6.8. Die "Endphase" der Kolonisierung

Die Endphase der Kolonisierung fand gleichzeitig in Afrika und im Pazifik statt. Sie war eine Folge der deutschen Entscheidung 1884-1885, eigene Kolonien zu erobern und der sich daraus ergebenden Teilung beider Regionen. 1890 waren die meisten Länder der beiden Gebiete zwischen den großen Kolonialmächten aufgeteilt worden.
Im Pazifik begann der Prozess mit der Erklärung Deutschlands, die Nordküste Neu Guineas und Samoas als Protektorat zu übernehmen. Später wurde diese Erklärung auch auf Neu Britannien ausgedehnt.
Der Eintritt Deutschlands in den Kreis der Kolonialmächte trieb die anderen Nationen dazu, sich nach weiteren Territorien umzusehen, um die deutschen Möglichkeiten zu beschränken. England besetzte den Südosten Neu Guineas und Frankreich die Inseln vor dem Wind. In Südostasien besetzte Frankreich außerdem Tongking und England den oberen Teil von Burma.
Das Ende der kolonialen Besetzungen im Pazifik war eine Folge des Krieges zwischen den Vereinigten Staaten und Spanien. Die Situation auf Cuba war Auslöser dieses Krieges. Die Vereinigten Staaten besetzten Manila und wurden dadurch zur imperialen Macht, die selbst Kolonien kontrollierte. Ebenfalls annektiert wurden Puerto Rico in der Karibik, sowie die Philippinen und Guam im Pazifik.
Danach wurde auch Hawaii besetzt, das schon länger zum amerikanischen Einflussgebiet gehörte.
Deutschland wurde gestattet, die übrigen spanischen Gebiete zu kaufen, die Karolinen, Mariannen und die Palau Inseln. Samoa wurde aufgeteilt in ein deutsches und ein amerikanisches Protektorat. England besetzte Tonga.

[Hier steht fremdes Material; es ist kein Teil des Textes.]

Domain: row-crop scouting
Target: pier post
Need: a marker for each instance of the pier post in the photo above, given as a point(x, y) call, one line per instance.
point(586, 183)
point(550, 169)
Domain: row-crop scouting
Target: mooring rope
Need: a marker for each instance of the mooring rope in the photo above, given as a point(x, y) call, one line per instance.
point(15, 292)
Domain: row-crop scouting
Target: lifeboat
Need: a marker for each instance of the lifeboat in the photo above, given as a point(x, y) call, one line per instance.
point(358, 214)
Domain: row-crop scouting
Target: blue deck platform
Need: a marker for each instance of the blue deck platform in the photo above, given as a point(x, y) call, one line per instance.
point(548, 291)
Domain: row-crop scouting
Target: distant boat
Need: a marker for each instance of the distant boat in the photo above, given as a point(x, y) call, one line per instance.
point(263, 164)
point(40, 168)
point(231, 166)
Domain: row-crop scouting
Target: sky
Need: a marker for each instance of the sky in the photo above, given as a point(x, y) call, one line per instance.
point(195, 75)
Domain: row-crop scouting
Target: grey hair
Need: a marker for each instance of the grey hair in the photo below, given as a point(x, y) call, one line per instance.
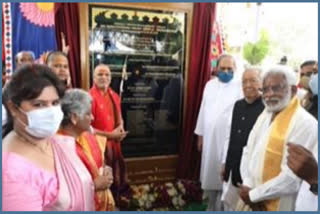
point(286, 71)
point(27, 52)
point(222, 56)
point(76, 101)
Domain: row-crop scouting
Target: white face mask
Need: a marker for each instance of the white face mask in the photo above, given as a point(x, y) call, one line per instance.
point(313, 84)
point(44, 122)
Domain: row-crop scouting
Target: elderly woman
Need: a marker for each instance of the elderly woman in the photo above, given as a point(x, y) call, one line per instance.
point(40, 170)
point(76, 106)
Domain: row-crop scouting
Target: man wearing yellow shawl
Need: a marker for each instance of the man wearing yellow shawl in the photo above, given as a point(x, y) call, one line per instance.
point(268, 182)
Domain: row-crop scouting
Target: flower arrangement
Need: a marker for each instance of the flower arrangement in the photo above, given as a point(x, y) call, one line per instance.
point(170, 196)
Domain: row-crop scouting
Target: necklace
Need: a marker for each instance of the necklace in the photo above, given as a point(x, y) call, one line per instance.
point(43, 150)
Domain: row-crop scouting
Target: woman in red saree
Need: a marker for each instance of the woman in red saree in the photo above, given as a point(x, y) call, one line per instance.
point(76, 106)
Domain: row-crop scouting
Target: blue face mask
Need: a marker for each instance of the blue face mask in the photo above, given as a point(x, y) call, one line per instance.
point(225, 76)
point(313, 84)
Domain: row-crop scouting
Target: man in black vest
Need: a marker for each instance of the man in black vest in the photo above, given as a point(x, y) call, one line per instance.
point(244, 116)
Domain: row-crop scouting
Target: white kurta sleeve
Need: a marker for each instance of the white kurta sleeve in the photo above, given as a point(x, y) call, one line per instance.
point(305, 134)
point(227, 136)
point(247, 150)
point(201, 116)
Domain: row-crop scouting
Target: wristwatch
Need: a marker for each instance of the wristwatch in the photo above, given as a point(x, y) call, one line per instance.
point(314, 188)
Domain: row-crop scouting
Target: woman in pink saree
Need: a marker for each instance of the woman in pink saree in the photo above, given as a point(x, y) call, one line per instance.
point(40, 170)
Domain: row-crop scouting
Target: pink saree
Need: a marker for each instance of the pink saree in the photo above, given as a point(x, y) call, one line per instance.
point(27, 187)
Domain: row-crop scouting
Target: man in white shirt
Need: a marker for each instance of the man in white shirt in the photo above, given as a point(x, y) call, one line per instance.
point(268, 183)
point(219, 96)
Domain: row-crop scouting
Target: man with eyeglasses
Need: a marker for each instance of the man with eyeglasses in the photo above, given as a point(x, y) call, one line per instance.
point(244, 115)
point(268, 183)
point(306, 70)
point(58, 62)
point(219, 96)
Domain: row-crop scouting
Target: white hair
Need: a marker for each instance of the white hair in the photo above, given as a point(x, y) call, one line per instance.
point(286, 71)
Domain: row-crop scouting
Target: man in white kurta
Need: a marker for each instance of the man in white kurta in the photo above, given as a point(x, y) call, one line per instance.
point(278, 93)
point(219, 96)
point(308, 200)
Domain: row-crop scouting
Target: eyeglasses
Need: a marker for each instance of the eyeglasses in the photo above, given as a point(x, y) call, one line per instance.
point(275, 89)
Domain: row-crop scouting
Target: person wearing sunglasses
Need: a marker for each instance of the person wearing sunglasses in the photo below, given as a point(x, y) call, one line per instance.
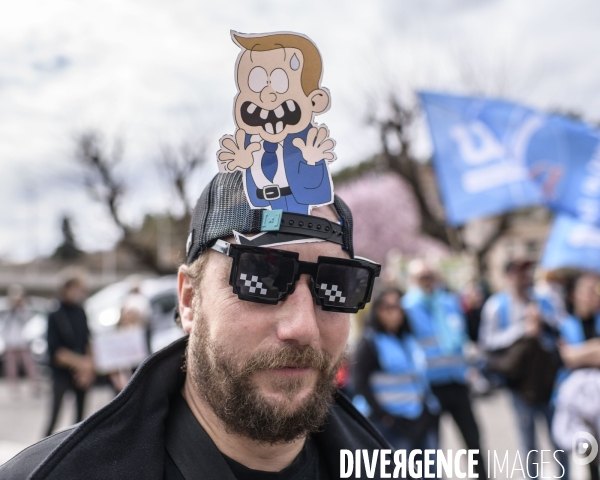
point(266, 298)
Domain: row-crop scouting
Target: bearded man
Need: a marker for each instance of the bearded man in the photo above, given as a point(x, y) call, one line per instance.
point(250, 393)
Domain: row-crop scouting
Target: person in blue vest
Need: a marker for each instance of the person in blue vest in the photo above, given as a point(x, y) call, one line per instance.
point(518, 328)
point(436, 319)
point(283, 153)
point(390, 374)
point(580, 334)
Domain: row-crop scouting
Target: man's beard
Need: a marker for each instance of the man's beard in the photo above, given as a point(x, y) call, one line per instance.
point(236, 400)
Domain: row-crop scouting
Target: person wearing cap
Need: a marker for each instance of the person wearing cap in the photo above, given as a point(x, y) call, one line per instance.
point(519, 333)
point(436, 319)
point(249, 393)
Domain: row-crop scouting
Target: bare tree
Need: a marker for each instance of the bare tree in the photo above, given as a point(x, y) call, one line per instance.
point(104, 184)
point(395, 133)
point(179, 164)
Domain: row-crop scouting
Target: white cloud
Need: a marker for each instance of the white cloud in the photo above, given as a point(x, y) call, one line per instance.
point(155, 71)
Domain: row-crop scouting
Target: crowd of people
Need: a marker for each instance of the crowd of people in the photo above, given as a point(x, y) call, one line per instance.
point(540, 340)
point(70, 358)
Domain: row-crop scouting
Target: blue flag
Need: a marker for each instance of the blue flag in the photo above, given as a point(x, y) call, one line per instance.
point(493, 156)
point(564, 159)
point(479, 156)
point(573, 244)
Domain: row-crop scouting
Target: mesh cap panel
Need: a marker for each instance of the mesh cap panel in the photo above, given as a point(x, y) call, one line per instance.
point(223, 208)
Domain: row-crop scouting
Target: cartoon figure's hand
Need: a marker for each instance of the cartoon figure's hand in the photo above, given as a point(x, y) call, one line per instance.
point(234, 154)
point(317, 146)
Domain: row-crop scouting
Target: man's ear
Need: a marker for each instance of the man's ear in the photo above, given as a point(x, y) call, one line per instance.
point(185, 294)
point(320, 100)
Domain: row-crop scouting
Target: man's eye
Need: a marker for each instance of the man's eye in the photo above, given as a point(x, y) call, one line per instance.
point(279, 80)
point(257, 80)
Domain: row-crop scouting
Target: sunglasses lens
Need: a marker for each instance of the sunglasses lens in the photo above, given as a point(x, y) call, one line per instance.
point(264, 276)
point(341, 286)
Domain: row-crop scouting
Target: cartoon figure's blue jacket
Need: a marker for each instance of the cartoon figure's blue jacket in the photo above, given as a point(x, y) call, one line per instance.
point(309, 184)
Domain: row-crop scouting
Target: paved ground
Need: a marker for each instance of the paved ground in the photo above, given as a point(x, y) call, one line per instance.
point(23, 418)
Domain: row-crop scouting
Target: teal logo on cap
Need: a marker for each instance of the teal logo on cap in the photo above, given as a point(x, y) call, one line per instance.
point(271, 220)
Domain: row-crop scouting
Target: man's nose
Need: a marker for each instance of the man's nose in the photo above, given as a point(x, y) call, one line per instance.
point(268, 95)
point(299, 321)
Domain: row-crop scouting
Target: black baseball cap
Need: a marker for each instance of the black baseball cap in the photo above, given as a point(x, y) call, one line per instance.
point(223, 208)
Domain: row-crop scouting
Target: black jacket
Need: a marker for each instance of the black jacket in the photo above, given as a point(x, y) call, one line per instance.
point(125, 439)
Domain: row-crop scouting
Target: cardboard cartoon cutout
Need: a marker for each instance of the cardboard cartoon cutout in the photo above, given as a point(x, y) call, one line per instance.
point(283, 154)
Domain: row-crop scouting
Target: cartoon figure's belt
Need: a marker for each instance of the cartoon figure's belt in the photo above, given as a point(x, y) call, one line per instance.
point(272, 192)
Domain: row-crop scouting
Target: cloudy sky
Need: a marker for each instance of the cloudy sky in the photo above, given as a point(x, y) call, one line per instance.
point(153, 73)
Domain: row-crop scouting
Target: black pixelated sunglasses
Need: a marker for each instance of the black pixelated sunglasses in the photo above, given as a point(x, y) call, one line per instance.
point(267, 275)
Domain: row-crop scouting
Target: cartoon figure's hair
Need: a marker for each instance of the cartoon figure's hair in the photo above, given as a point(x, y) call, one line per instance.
point(313, 66)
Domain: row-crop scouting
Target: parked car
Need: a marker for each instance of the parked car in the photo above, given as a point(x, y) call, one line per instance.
point(104, 308)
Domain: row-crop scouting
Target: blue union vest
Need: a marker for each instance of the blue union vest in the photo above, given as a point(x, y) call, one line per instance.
point(401, 386)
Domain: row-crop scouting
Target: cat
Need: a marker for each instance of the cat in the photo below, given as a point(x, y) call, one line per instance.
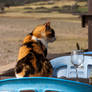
point(32, 61)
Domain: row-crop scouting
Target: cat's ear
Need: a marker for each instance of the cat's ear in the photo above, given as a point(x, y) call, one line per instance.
point(47, 24)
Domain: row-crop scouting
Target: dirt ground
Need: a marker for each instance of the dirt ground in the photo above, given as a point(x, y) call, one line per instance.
point(13, 31)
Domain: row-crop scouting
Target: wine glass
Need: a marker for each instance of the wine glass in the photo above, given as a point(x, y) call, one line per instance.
point(77, 59)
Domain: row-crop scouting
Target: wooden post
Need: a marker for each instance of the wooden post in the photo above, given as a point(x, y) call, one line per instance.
point(90, 26)
point(87, 19)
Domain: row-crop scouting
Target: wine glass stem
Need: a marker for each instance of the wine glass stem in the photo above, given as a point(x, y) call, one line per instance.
point(76, 74)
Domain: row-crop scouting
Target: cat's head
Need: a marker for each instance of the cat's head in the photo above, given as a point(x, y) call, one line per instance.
point(45, 32)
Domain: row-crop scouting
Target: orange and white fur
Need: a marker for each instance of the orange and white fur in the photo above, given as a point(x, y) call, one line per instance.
point(32, 61)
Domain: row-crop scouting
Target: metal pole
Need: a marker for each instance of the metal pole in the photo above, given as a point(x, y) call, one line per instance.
point(90, 26)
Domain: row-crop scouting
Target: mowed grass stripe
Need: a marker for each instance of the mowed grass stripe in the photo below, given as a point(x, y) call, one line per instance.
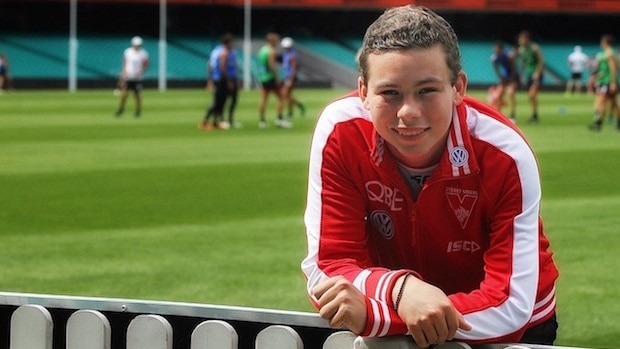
point(195, 263)
point(53, 155)
point(148, 197)
point(173, 213)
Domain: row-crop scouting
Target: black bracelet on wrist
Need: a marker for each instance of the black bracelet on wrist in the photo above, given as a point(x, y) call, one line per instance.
point(400, 291)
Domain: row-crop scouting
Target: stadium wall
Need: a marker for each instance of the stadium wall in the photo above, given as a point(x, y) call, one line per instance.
point(204, 21)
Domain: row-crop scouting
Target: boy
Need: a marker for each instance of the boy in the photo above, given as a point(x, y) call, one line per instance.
point(423, 204)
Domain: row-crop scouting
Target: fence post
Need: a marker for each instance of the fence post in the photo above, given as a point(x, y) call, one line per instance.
point(88, 329)
point(340, 340)
point(31, 327)
point(149, 332)
point(214, 334)
point(278, 337)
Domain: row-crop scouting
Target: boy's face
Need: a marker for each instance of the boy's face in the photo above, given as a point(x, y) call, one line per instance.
point(411, 99)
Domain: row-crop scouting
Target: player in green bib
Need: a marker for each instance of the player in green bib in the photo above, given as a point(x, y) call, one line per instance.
point(270, 81)
point(606, 84)
point(533, 64)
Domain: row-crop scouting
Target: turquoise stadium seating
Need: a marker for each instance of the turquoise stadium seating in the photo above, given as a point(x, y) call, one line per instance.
point(99, 57)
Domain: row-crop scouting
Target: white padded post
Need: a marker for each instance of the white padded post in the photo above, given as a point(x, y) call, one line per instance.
point(278, 337)
point(340, 340)
point(214, 334)
point(88, 329)
point(149, 332)
point(31, 327)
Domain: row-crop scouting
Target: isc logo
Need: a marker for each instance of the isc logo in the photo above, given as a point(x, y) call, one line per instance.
point(463, 245)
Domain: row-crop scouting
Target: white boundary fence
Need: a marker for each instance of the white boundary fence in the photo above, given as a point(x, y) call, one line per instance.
point(33, 321)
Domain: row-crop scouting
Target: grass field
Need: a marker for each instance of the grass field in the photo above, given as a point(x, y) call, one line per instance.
point(153, 208)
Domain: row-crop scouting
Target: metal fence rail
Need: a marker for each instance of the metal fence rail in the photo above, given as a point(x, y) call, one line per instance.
point(32, 321)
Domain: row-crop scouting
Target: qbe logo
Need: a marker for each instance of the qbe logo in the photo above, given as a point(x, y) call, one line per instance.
point(382, 221)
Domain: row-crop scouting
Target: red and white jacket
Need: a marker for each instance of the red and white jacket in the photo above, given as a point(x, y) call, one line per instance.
point(474, 230)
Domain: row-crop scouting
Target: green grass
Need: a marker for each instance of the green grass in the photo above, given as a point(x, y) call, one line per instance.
point(156, 209)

Die französische Kolonie in Vietnam
Ab 1860 begann Frankreich Indochina zu besetzen und stieß auf heftigen Widerstand der Bevölkerung, so dass es beinahe 30 Jahre dauerte, die Herrschaft zu sichern. Vietnam wurde in drei Provinzen aufgeteilt: Tonkin im Norden, Annam in der Mitte, und Cochin-China im Süden. Um chinesische kulturelle Einflüsse zu unterbinden, führten die Franzosen die Sprache Quoc Ngu ein, eine romanisierte Form des Vietnamesischen. Der französischen Herrschaft wurde ständiger Widerstand entgegengesetzt und 1920 gründeten sich die ersten nationalistischen Bewegungen. Eine kommunistische Partei wurde gegründet, geführt von Ho Chi Minh, die an der Beendigung des Kolonialismus arbeitete. 1945, nach der Niederlage Japans, leitete Ho Chi Minh einen allgemeinen Aufstand und die revolutionären Streitkräfte übernahmen die Kontrolle über das ganze Land.

China überlebte diese Phase der kolonialen Ausbreitung in dieser Zeit trotz der Schwäche der kaiserlichen Regierung. 1900 waren England, Russland, Frankreich, Japan, Deutschland, Italien, und Amerika einmarschiert und hatten das Recht erzwungen, Handel zu treiben und in internationalen Niederlassungen zu leben. Aber es gab keine territoriale Aufteilung, da die chinesische Regierung immer noch existierte, und unter anderem der "Boxer-Aufstand" zeigte die Stärke der patriotischen chinesischen Gefühle. Trotz aller Rivalität kamen die Kolonialmächte daher überein, dass es das beste sei, eine Politik der "offenen Türen" in China beizubehalten.